How to update the software on your Android phone
Mobile Phones running the Android operating system are fast catching up in popularity with those using Apple's IOS. A feature of Android is it's ability to let the user periodically update the internal software, thus keeping the phone completely up to date. Different makers of Android phones have various utilities to help you download updated software, but these usually need a PC, and can be tricky to set up. This update shows how you can use the phone itself to check for updates.
What you'll need:
Mobile phone running Android, with a Wifi connection set up
Nearby Wifi access already linked to the phone.
Switch on the phone and unlock it using your usual method such as password, pattern, face recognition or just swiping.
Press the home key and then the menu key.
If you use an older version of Android such as Froyo or Gingerbread, select the option 'Settings' by touching the screen, or scrolling. Android 4 (Ice Cream Sandwich) users should select 'System settings' by a similar method.
Scroll to where it says 'About phone' on your device, and select it.

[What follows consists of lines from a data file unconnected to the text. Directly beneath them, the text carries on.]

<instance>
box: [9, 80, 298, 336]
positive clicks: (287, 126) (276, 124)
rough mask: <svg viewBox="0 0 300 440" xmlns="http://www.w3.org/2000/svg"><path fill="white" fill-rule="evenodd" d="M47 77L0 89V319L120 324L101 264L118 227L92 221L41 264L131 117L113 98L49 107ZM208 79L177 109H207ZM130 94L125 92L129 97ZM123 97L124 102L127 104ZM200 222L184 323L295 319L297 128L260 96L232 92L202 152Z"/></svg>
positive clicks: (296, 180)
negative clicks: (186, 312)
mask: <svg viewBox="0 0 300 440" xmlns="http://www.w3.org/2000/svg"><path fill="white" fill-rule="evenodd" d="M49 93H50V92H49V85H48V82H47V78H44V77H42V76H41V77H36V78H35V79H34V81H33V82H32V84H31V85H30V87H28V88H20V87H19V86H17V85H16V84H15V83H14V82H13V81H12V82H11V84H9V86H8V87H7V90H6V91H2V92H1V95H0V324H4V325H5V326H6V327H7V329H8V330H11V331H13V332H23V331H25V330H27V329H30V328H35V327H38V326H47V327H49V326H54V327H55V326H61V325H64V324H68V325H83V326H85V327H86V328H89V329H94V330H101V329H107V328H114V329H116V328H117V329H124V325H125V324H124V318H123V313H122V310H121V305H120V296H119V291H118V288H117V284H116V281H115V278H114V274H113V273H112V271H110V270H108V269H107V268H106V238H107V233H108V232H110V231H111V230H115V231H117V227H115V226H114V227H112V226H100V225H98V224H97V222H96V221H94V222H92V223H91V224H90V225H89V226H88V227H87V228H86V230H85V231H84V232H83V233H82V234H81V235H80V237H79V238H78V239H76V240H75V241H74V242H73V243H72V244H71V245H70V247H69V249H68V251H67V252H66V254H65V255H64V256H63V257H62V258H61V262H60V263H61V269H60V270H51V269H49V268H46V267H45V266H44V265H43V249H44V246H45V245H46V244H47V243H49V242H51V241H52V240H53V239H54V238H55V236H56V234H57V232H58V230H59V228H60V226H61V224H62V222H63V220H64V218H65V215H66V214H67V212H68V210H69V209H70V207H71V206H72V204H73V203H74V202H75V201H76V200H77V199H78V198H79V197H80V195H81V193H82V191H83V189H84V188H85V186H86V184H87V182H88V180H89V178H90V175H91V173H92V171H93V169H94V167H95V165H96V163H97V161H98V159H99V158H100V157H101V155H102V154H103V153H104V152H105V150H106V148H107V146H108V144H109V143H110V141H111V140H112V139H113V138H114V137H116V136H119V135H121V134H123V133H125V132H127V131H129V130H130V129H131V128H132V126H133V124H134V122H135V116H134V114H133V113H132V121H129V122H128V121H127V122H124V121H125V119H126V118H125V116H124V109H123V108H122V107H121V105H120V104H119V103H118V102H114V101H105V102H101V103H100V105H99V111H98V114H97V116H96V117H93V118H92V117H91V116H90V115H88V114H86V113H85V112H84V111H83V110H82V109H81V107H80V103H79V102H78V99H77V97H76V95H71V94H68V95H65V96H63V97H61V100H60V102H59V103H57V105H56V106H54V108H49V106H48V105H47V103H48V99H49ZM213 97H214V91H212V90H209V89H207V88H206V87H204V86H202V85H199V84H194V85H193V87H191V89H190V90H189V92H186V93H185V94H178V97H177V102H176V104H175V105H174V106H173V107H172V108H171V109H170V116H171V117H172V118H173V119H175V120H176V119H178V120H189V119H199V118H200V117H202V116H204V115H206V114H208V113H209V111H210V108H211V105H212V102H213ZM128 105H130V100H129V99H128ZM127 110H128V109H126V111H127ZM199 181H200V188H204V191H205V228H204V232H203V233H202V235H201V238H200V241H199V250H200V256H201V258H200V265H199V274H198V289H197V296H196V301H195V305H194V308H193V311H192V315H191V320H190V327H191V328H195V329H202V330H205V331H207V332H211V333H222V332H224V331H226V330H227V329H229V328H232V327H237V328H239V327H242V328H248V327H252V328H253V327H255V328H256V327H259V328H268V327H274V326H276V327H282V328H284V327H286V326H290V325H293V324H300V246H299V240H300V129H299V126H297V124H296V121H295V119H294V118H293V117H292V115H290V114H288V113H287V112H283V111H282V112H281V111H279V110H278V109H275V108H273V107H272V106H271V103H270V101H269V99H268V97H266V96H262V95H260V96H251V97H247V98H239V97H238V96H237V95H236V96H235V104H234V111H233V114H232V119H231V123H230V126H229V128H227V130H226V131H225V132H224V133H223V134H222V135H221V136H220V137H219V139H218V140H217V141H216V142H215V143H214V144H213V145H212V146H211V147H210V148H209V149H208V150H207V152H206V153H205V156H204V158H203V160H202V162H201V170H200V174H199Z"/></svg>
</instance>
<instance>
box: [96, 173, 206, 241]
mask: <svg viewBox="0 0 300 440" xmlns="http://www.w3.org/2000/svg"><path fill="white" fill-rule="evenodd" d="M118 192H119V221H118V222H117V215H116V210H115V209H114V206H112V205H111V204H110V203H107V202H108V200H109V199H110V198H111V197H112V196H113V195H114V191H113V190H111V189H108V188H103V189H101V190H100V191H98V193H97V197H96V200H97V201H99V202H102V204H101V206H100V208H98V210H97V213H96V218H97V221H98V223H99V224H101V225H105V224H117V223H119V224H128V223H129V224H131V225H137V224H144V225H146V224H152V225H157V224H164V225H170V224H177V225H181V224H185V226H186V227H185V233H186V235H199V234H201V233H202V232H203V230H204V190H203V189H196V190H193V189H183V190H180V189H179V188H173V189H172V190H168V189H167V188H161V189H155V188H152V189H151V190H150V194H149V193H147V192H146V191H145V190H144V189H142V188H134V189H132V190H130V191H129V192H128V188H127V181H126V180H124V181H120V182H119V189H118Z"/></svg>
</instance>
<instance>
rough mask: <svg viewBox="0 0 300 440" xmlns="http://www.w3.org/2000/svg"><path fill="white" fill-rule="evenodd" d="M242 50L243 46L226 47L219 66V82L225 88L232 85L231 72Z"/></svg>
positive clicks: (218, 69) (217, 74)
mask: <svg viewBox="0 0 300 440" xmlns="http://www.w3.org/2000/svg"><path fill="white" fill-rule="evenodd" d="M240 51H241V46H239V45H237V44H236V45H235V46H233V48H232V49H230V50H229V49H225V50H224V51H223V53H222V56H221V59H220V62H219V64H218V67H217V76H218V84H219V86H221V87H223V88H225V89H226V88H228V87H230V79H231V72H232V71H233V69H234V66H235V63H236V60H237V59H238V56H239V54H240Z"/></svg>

In this screen, touch the words 'System update,' and the phone will start looking for any available updates.
The phone will either find an update, and download and install it, or display a message to the effect that no updates are available or that your system is up to date.
Android's commitment to keeping it's users' devices up to date is very refreshing, and the fact that the option is included within the software, makes it pretty easy too.
You can do this with a data connection via your phone's sim card, but the process will be much slower.
If the phone finds and begins to install updates, you must not interrupt the process in any way, as that could damage it.
Before starting this, check with your supplier if updating your phone this way affects your warranty.